In 1998, I got my first job in the HIV field as a peer education coordinator in Cleveland, Ohio. I was 23 years old. We were at the very beginning of implementing the very first wave of antiretroviral regimens. While this in and of itself was a revolution that saved countless lives, it was not without its challenges. These regimens involved medications, all taken at different times of day, some with food, some on an empty stomach. Some people got some pretty severe side effects from the early medications. Some of those side effects caused physical changes to the body and essentially “outed” people as living with HIV, which created another layer of stigma.
And here we are 25 years later, having moved from that place to single-tablet regimens, many with very few side effects. And then PrEP came along in 2012, revolutionizing HIV prevention, just as condom use was beginning to wane in the U.S. And now we’re on the dawn of a new shift in HIV treatment and prevention: the era of long-acting injectables. In my 25 years of working in HIV, I could not have imagined these kinds of breakthroughs in biomedicine would be possible.

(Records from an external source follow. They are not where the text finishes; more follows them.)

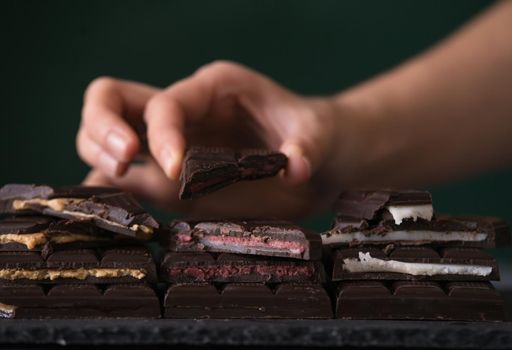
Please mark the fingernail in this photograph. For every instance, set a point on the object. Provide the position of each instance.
(117, 145)
(109, 165)
(167, 162)
(298, 170)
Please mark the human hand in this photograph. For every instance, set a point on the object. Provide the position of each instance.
(222, 104)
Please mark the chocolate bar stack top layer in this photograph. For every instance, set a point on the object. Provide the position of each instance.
(208, 169)
(69, 252)
(108, 208)
(383, 241)
(213, 266)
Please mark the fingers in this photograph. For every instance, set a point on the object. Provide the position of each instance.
(97, 157)
(145, 181)
(165, 121)
(191, 100)
(108, 106)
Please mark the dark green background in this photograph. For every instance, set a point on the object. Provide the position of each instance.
(50, 50)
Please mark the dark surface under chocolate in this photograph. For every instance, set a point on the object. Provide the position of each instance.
(256, 334)
(368, 204)
(223, 267)
(413, 300)
(108, 208)
(247, 300)
(196, 236)
(207, 169)
(79, 301)
(451, 256)
(497, 230)
(118, 258)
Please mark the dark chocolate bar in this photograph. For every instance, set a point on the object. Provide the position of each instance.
(78, 301)
(23, 233)
(222, 268)
(120, 265)
(207, 169)
(247, 300)
(482, 232)
(401, 205)
(109, 208)
(415, 300)
(253, 237)
(409, 263)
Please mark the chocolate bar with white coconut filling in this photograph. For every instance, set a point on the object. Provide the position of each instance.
(414, 263)
(400, 205)
(467, 231)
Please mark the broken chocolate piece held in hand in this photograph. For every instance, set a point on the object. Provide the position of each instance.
(108, 208)
(207, 169)
(253, 237)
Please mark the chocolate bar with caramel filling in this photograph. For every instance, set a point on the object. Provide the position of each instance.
(117, 265)
(108, 208)
(41, 233)
(253, 237)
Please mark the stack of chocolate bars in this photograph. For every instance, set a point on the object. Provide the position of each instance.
(394, 258)
(75, 252)
(243, 269)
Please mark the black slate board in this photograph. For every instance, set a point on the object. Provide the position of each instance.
(327, 333)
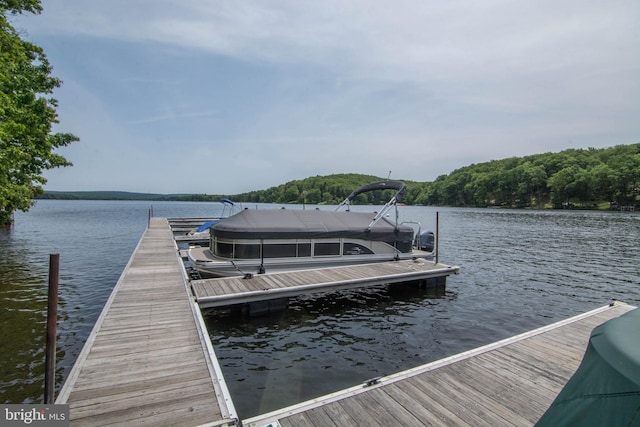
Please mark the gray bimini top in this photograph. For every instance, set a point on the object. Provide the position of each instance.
(311, 224)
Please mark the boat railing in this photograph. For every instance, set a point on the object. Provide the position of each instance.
(418, 234)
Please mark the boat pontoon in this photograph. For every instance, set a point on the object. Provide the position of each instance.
(276, 240)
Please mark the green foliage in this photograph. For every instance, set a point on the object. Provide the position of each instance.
(26, 115)
(570, 178)
(587, 178)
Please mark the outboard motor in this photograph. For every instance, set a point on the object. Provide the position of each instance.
(426, 241)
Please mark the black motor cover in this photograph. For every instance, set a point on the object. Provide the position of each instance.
(426, 241)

While these advances are something to celebrate, we are far from the end of the road. Technological gains only go as far as people know about them, and systems are developed, enhanced or created to ensure people have access. And this is where we as a nation, as a public health community and as a planet of humans struggle. Just like with the first ARV therapy, and the first PrEP pill for prevention, we’re now four years into the FDA approval of the first long-acting ARV therapy and we are several years away from really implementing these long-acting medications to truly see the impact they can have on the lives of people (whether living with HIV or in need of PrEP), and on the HIV epidemic itself. It takes us far too long to move these innovative inventions to the point where they become medical miracles experienced by everyone who needs and wants them, regardless of race, ethnicity, national origin, religion, sexual orientation, gender identity, sex assigned at birth, pregnancy status or income.
When I started PrEP in 2015, I too became fully aware of all the barriers in place. It took two days and lots of phone calls from the time the prescription was written to get the meds. I was forced to call my insurer every month to get prior authorization before they fulfilled the prescription.
It takes us far too long to move these innovative inventions to the point where they become medical miracles experienced by everyone who needs and wants them.
And even then, I was forced to get my PrEP meds from a mail order specialty pharmacy. As someone who lives alone and travels a lot for work, this was sometimes a nightmare to coordinate every month. When I was going through these challenges with daily pill-form PrEP I often thought to myself, if I was 20 years old instead of 40 years old, and living at home or in a college dorm, I would have given up. I definitely would not have had the PrEP meds sent through campus mail or delivered to my mom’s house. It gave me a greater appreciation for what people living with HIV and other chronic conditions have to go through, in their case, to survive.
In this issue of POSITIVELY AWARE, we take a look at long-acting injectable treatment and PrEP. The articles included speak to the humans involved downstream, and what their experiences as patients, researchers, advocates and medical providers of long-acting treatment or PrEP teach us about how useful these products can be. But the authors here also tell us how far we have to go before they reach their full potential. And the full potential to save lives, to prevent HIV diagnoses among people more vulnerable to HIV, has everything to do with our ability to transform systems of care to more quickly and easily implement these new tools.
I have personally heard stories of people being newly diagnosed with HIV and refusing to take pill-form ARVs and that the injectable saved their lives. I’ve heard from providers that many cisgender women they speak to about PrEP refuse the pill, but are very interested in the injectable for the privacy it offers them. We hope that this issue of Positively Aware generates discussion among patients, researchers, advocates and providers, and becomes another stimulus to create new and innovative access points. It took us nearly a decade to do so with both ARV therapy and with PrEP.
Let us do better, more and faster with each new innovation.